- Born: Galina Yakovlevna Dzhugashvili 19 February 1938 Moscow, Soviet Union
- Died: 27 August 2007 (aged 69) Burdenko Main Military Clinical Hospital, Moscow
- Resting place: Novodevichy Cemetery
- Other name: Galina Jughashvili
- Education: Moscow State University
- Occupation: Translator
- Employer: Gorky Institute of World Literature
- Parents: Yakov Dzhugashvili (father); Yulia Meltzer (mother);
- Relatives: Joseph Stalin (grandfather)

= Galina Dzhugashvili =

Russian translator (1938–2007)

Galina Yakovlevna Dzhugashvili (Галина Яковлевна Джугашвили; 19 February 1938 - 27 August 2007) was a Russian translator of French. She was the granddaughter of Joseph Stalin, and the daughter of his elder son, Yakov Dzhugashvili. She consistently challenged widely accepted accounts of her father's internment and death at a Nazi prison camp.

==Biography==
Galina Dzhugashvili was born in Moscow. Her mother was Yulia Meltzer, a well-known Jewish dancer from Odessa. After meeting Yulia at a reception, Yakov fought with her second husband, an NKVD officer called Nikolai Bessarab, and arranged her divorce. Bessarab was later arrested by the NKVD and executed. Yakov became her third husband.

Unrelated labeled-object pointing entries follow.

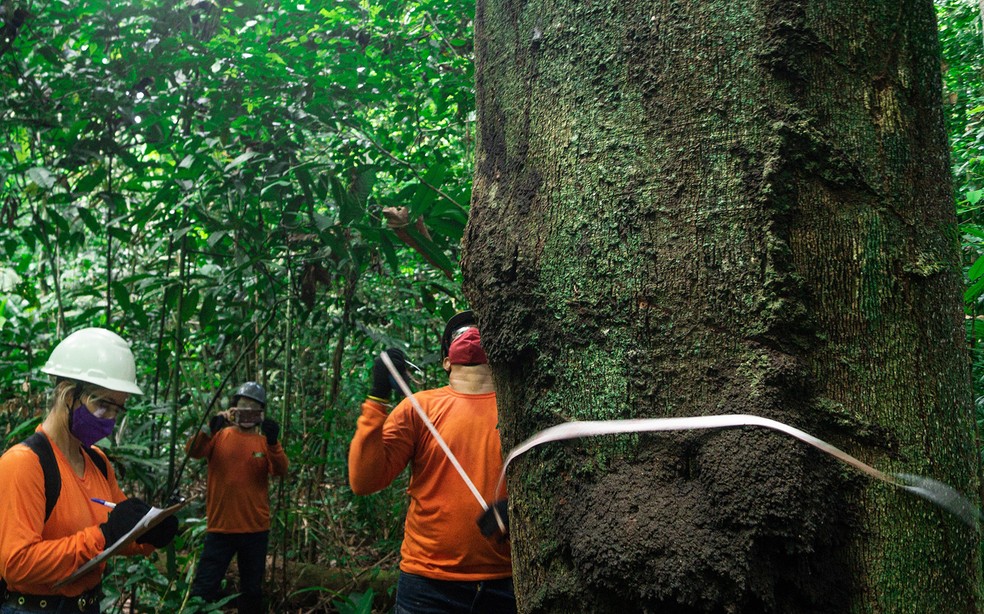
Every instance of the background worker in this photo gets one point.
(95, 375)
(242, 451)
(447, 566)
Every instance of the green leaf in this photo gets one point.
(425, 193)
(348, 210)
(91, 181)
(977, 269)
(189, 303)
(42, 177)
(206, 316)
(122, 296)
(89, 219)
(974, 292)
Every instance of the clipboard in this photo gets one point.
(151, 519)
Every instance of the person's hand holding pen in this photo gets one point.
(134, 510)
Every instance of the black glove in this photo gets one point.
(122, 518)
(488, 522)
(382, 381)
(271, 429)
(162, 534)
(217, 423)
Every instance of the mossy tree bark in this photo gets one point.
(694, 208)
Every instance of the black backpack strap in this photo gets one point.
(49, 466)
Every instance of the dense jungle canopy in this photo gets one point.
(222, 183)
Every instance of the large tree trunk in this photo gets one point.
(692, 208)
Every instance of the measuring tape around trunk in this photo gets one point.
(932, 490)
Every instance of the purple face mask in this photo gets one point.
(88, 428)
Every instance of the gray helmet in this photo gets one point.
(251, 390)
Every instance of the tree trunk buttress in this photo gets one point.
(694, 208)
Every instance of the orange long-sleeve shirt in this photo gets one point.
(35, 554)
(239, 468)
(441, 538)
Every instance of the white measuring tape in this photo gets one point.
(932, 490)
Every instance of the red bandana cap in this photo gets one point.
(466, 349)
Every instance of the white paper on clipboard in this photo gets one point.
(151, 519)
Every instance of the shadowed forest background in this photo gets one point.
(210, 179)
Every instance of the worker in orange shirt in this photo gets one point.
(61, 504)
(447, 565)
(242, 450)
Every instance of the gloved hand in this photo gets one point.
(488, 522)
(271, 429)
(122, 518)
(382, 381)
(217, 423)
(162, 534)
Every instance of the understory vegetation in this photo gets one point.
(273, 191)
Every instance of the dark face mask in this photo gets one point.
(88, 428)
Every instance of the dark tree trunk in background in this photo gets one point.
(695, 208)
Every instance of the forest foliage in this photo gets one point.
(209, 179)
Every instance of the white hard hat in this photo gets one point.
(96, 356)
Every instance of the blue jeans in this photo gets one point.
(250, 552)
(419, 595)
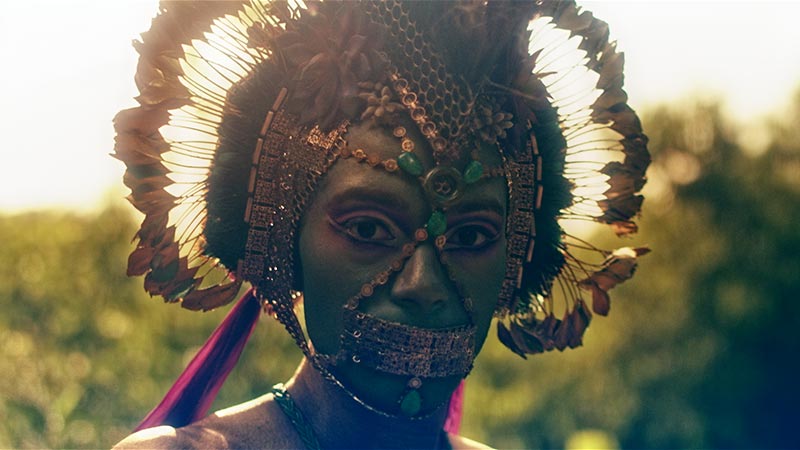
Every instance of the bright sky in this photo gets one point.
(66, 67)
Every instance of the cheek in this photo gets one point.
(332, 273)
(482, 279)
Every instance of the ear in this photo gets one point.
(297, 263)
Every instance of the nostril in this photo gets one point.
(422, 283)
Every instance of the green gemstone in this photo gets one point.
(437, 224)
(473, 172)
(411, 403)
(410, 163)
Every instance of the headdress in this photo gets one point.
(244, 106)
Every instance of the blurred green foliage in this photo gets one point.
(699, 351)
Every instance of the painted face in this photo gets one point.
(357, 225)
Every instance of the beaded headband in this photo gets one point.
(222, 191)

Yakov was a senior lieutenant in the Soviet artillery in the Second World War. Historians have traditionally maintained that he was captured by the Germans in 1941 and died at the Sachsenhausen concentration camp in 1943 after Stalin declined to exchange him for the captured German general Field Marshal Friedrich Paulus. The United States Defense Department was in possession of documents which indicated that Yakov Dzhugashvili was shot by a concentration camp guard. Although these papers were shown to Galina Dzhugashvili in 2003, she rejected them. She claimed instead that her father was never taken prisoner by the Germans, but rather was killed in battle in 1941. She continuously maintained that any photographs or letters indicating her father was at the prison camp were Nazi propaganda, such as in a June 2006 interview with Komsomolskaya Pravda.

Galina Dzhugashvili studied philology at Moscow State University, and received a doctorate. She was a member of the Russian Writers Union, and worked all her life as a translator of French, mainly for the Gorky Institute of World Literature. She was married to Husein ben Saad, an Algerian mathematician living in exile in Moscow and employed by the United Nations, but kept her maiden name. They had one son, Selim, born on 15 November 1971, who was born deaf.

Dzhugashvili died from cancer at the Burdenko Main Military Clinical Hospital in Moscow, aged 69.